Hope, resilience, humor, a bit of swing, a dash of country, and all kinds of bluegrass -- that’s all to be found on Rhonda Vincent’s latest album Good Thing Going. Not to mention, of course, that Vincent is one of the best singers around, in bluegrass or any genre. There’s a classic country tearjerker with The Scorn of a Lover, and a gospel tinged hope filled story filled story on I Will See You Again. Lover’s Hit parade is straight up bluegrass, both fun and substance. I’m Leavin’ is a bit of the resilience, a driving Vincent original that’d be at home on a country or bluegrass playlist. A different and slightly wry take on that situation, maybe, is the story in World's Biggest Fool, which is set to a fine country swing melody. Just One of a Kind and I Gotta Start Somewhere are, in their different ways, heartfelt songs of the possibilities of love and the possibilities of change.

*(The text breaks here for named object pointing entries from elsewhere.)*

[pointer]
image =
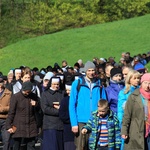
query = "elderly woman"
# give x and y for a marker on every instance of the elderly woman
(21, 120)
(52, 125)
(131, 84)
(136, 120)
(5, 96)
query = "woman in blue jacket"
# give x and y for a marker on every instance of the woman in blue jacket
(131, 83)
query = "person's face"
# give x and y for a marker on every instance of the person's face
(90, 73)
(117, 77)
(102, 111)
(146, 86)
(55, 86)
(125, 72)
(26, 92)
(108, 71)
(18, 75)
(26, 77)
(45, 82)
(135, 80)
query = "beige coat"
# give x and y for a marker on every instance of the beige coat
(4, 103)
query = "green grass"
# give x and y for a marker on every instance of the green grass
(102, 40)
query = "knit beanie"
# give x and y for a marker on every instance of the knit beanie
(27, 86)
(145, 77)
(89, 65)
(115, 71)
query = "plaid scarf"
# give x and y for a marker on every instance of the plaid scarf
(146, 102)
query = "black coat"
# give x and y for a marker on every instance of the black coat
(51, 115)
(22, 115)
(64, 116)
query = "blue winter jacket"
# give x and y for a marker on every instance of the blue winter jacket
(84, 101)
(112, 94)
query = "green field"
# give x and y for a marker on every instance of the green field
(104, 40)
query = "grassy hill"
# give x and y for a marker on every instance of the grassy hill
(104, 40)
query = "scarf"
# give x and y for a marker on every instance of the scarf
(146, 102)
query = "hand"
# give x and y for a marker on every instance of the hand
(84, 131)
(75, 129)
(10, 130)
(33, 103)
(124, 136)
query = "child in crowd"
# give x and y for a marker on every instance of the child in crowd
(104, 128)
(68, 135)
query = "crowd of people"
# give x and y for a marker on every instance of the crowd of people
(98, 105)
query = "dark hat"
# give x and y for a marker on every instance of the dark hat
(89, 65)
(27, 86)
(115, 71)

That's just part of the fine stuff on this collection -- and then there’s Keith Urban.

The country superstar joins Vincent for quiet, understated, and quite lovely take on the folk song The Water Is Wide. Mention must made too, of the excellent group of backing musicians who support Vincent on the project, including Hunter Berry, Ron Stewart, and Rhonda’s brother, Darrin Vincent, who also co produced the project with her.